WB: “The shelter system is designed to be a temporary situation for people who don’t have the money to get ahead, so they can save something. Believe me, if I could be in a studio apartment, I wouldn’t be in the shelter! But now landlords know they can get $1,000 a month for a room, plus you have to have a month’s security deposit and other fees. How am I going to afford that?

“Once you get in the shelter, it’s like a prison mentality, a prison without locks. I would say that 80 percent of people in the shelter have mental health or substance abuse issues. They might even have enough income from Social Security Disability, but they’re scared to live on their own. Some use the shelter system because it is convenient; it takes you out of the picture of being responsible. Also, there are a lot of people coming out of prison who are mandated to go to the shelter. Parole people come by all the time. They might as well get their own beds in the shelter to make it easier to keep track of people. And there are just some people who are seriously messed up. All these populations aren’t supposed to be mixed together, but they are.”

WSWS: How do you get into a shelter? Can you just walk in off the street?
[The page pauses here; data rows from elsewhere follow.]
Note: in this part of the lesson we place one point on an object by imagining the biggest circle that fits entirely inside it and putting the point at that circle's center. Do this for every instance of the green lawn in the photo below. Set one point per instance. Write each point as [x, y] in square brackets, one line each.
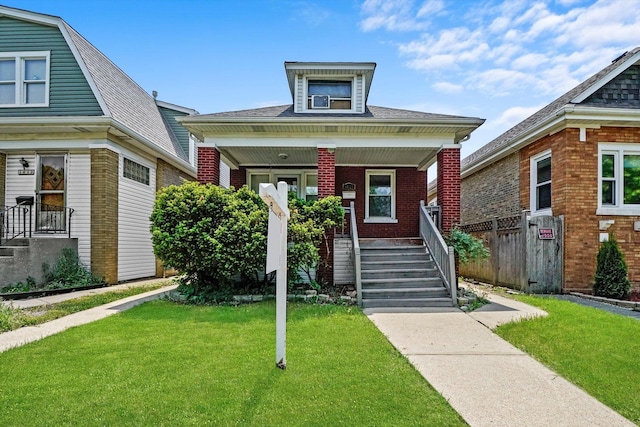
[167, 364]
[14, 318]
[594, 349]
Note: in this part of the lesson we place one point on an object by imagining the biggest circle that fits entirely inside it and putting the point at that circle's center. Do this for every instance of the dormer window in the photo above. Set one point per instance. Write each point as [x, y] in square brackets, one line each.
[329, 94]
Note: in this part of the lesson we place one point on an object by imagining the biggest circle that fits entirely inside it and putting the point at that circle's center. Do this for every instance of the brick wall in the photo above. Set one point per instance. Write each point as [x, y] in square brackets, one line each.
[3, 177]
[449, 186]
[238, 177]
[326, 173]
[574, 187]
[492, 191]
[410, 189]
[104, 214]
[208, 165]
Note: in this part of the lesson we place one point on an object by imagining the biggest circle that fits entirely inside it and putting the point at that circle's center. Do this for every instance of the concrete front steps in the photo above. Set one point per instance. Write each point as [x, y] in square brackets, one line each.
[400, 273]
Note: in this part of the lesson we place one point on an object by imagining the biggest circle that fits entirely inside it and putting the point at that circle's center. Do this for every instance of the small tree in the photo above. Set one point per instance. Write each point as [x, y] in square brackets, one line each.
[611, 271]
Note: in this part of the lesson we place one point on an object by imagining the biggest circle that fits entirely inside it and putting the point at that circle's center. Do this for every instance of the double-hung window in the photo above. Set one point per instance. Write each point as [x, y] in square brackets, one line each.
[381, 196]
[540, 181]
[24, 79]
[329, 94]
[619, 179]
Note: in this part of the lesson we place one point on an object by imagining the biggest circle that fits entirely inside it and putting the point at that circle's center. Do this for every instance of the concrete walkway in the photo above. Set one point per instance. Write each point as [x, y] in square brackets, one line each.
[29, 334]
[487, 380]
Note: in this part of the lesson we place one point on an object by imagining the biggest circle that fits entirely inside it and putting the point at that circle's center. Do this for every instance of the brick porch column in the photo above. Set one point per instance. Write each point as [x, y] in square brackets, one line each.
[104, 214]
[208, 165]
[326, 172]
[326, 187]
[449, 187]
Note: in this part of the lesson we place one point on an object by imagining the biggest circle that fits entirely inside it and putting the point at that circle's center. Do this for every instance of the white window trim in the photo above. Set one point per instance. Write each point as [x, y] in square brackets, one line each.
[381, 219]
[305, 95]
[533, 178]
[618, 150]
[19, 58]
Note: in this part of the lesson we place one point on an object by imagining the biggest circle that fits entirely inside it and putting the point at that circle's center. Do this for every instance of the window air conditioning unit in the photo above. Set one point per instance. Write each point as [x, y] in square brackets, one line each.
[320, 101]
WB: “No. There might be a few emergency places you can go, but to be considered ‘homeless,’ you have to be registered. Everyone has to go through processing at Bellevue [in Manhattan] to get an assessment and case number, and then they assign you to a shelter—there are 1,000 shelters—but the one they assign you is your permanent shelter until you find housing. You’re not supposed to be staying anywhere else. You get a cot and a locker with a combo lock provided. At Pamoja, there’s maybe 10-12 cots in each room. It’s like a prison dorm. You can’t stay in the sleeping quarters after 8 a.m., and there’s a 10 p.m. curfew. There’s a lounge room with a TV you can stay in, but you’re supposed to be out during the day working. Everybody says they’re working, but ‘legit,’ on-the-books jobs, maybe 10 percent, if that, have those. A lot of people collect cans, if that’s considered work. But there’s no income limit. There are guys in there who worked in transit, drove Access-A-Ride vans, but got evicted or their girlfriend put them out and they couldn’t make rent, so they’re in the shelter.”

WSWS: Have you seen this change under de Blasio?
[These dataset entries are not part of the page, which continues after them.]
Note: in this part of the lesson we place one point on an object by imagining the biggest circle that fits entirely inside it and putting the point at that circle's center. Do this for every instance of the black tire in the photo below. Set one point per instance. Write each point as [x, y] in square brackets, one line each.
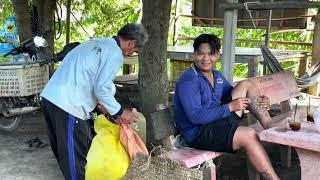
[9, 124]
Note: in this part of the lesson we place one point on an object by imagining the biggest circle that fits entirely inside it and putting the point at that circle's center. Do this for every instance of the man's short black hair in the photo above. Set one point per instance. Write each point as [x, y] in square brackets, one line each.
[211, 39]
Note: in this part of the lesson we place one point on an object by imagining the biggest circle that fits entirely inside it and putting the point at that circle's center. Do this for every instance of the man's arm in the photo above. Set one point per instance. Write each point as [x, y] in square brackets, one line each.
[104, 88]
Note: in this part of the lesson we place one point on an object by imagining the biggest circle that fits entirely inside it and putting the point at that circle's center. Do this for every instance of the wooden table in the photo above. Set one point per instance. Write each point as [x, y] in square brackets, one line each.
[306, 142]
[250, 56]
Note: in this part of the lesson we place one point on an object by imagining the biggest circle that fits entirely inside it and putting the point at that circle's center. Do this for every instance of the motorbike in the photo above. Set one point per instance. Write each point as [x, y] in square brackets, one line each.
[21, 81]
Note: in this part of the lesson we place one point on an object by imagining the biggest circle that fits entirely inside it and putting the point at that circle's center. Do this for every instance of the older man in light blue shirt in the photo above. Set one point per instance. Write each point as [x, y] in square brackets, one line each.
[83, 79]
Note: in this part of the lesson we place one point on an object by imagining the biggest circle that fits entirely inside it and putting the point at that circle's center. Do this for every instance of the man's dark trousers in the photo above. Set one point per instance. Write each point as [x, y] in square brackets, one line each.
[70, 140]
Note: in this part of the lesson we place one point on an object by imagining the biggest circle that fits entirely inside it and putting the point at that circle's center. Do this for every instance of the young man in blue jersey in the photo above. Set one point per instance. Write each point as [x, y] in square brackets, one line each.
[84, 79]
[208, 108]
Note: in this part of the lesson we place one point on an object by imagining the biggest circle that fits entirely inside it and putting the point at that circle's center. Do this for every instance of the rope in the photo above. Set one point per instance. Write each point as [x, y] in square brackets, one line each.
[249, 12]
[310, 78]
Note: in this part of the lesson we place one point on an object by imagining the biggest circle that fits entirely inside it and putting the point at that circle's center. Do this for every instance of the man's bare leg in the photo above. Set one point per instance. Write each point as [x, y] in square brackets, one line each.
[246, 138]
[248, 89]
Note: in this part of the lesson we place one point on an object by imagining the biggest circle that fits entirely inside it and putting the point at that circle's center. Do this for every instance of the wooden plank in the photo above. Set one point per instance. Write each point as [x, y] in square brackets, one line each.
[278, 87]
[271, 5]
[162, 123]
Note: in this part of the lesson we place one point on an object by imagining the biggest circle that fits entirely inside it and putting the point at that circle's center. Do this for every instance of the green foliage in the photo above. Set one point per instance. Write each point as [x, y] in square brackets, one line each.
[99, 18]
[241, 70]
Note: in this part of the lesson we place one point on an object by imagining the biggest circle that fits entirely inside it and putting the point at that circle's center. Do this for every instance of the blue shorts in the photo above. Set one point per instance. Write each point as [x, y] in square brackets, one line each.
[218, 135]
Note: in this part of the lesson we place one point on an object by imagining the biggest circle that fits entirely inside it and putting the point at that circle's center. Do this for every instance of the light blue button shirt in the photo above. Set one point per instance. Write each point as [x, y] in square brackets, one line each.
[84, 77]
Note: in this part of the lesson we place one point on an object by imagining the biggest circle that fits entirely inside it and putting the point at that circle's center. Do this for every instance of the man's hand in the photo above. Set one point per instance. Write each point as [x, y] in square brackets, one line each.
[101, 109]
[238, 104]
[264, 102]
[127, 117]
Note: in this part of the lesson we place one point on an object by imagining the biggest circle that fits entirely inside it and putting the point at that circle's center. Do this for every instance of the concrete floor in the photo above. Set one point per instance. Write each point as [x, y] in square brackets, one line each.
[18, 162]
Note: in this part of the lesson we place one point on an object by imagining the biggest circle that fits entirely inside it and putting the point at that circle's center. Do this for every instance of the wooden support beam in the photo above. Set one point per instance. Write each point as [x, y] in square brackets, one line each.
[229, 43]
[314, 90]
[269, 5]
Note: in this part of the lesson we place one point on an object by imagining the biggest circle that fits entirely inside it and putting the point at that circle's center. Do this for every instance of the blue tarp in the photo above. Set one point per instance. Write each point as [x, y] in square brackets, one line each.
[9, 35]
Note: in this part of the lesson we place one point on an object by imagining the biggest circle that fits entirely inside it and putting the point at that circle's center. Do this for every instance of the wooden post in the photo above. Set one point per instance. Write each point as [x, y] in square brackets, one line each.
[229, 42]
[176, 23]
[267, 37]
[303, 64]
[314, 90]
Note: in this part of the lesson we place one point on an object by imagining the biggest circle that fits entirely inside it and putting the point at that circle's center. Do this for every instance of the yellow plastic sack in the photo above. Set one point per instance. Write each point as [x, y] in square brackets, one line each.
[107, 159]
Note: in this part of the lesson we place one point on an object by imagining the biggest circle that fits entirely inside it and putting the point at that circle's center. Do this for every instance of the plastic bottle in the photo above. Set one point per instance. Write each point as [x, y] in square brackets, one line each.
[316, 117]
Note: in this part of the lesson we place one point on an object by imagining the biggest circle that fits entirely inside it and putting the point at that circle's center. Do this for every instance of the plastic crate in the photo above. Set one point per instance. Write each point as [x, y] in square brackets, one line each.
[22, 80]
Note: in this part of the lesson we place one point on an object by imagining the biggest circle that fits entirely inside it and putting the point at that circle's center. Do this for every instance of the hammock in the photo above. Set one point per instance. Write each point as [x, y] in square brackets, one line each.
[310, 78]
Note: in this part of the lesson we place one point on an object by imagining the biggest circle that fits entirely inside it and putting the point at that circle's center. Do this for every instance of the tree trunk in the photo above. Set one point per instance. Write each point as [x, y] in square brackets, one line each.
[23, 18]
[68, 21]
[153, 79]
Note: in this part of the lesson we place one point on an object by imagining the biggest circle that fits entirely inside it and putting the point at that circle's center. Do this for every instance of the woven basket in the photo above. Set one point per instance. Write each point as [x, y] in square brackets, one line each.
[158, 168]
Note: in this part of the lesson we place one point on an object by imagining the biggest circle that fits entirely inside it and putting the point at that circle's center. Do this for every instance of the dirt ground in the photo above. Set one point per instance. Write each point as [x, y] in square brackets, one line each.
[18, 161]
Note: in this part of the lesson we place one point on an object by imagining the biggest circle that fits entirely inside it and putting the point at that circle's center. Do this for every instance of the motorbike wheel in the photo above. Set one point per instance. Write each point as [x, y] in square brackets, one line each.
[9, 124]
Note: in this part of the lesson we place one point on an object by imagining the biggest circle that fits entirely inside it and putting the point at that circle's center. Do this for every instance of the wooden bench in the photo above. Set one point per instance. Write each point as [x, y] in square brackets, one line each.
[279, 87]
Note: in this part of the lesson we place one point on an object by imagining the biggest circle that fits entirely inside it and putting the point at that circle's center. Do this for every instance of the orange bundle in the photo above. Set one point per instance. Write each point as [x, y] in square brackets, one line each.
[131, 141]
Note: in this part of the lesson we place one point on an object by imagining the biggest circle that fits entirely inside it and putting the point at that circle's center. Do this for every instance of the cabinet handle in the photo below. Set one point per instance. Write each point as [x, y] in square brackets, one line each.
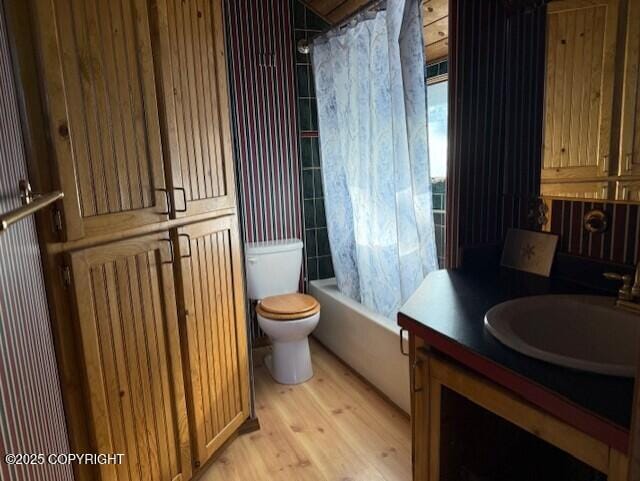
[170, 250]
[402, 351]
[186, 236]
[167, 198]
[184, 199]
[413, 383]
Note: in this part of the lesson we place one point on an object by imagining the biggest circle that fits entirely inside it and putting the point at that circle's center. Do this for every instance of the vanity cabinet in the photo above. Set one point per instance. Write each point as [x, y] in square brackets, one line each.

WB: “De Blasio is a flip-flopper. He’s lying to millions and is just going to do what he is paid to do. Eventually he’s going to buy out public housing and give it to the developers. Bloomberg cut a whole lot of programs, which had a terrible impact. Even the family shelters were overrun, and it always gets worse during the winter. Now, the state is making deals to get people housing—supposedly with these different grants—but if the state would just pay a part of our rent for a year, they’d save money over what the shelter system costs. In a shelter, ‘three hots and a cot’ is the only thing you are entitled to.”

WSWS: What’s the best and the worst thing about living in the shelter?

WB: “The best thing is to get out of where you were living, but where the hell are you going to go if you don’t have a steady job? The worst thing is the food. The food’s terrible! But really, the worst thing about the shelter is the uncaring attitude of the staff. They’re just there for a paycheck. But then, half of them are just one check away from being in the shelter themselves.”

Medgar Evers Williams, age 51, has lived at Pamoja House for two and a half years. He became homeless after his father sold the family apartment where he lived in Harlem that had been in the family since his childhood, in order to send the youngest child to college. Medgar is employed as a porter three days a week for a couple of hours a day. He isn’t married and has no kids. Like many shelter residents, he suffers from diabetes that is inadequately treated.

WSWS: What would you need to be able to get out of the shelter?

MEW: “I’m ready to get out, but to do so I need full-time employment. It’s not that there isn’t housing, but they [the housing authorities] go with people they already know, and the guys they know get public assistance money. The landlord gets a cut off the top of that, so they prefer to take those guys. They showed me a place: it was like two feet by five feet. You got to be kidding me! I don’t need a big place, but the shelter is better than that!”

WSWS: What do you think of the management of the shelter? Have you seen this change under de Blasio?

MEW: “There are guys who’ve been there more than five years, and they haven’t found them housing. But I’m not leaving one shelter just to go back to another. I need a better option than what they’re offering. I think de Blasio is just taking his time, and homeless single men are the lowest priority, behind homeless families. But I don’t think he cares about the homeless in general.

“When I was young, they [Black Nationalists] tried to get me into politics, but my name, Medgar Evers, because of who he was, carries a lot of weight and scares a lot of people. A lot of things I have to say might get me killed. So I stayed away from that. But anyone in their right mind today has got to know that something is not right, working people can barely buy food, have no security, can barely pay rent. At least in the shelter you have a certain security. It’s not the same for working people as it used to be. And that’s true all over the world, including other countries like Greece. Things are on a serious verge of collapse.”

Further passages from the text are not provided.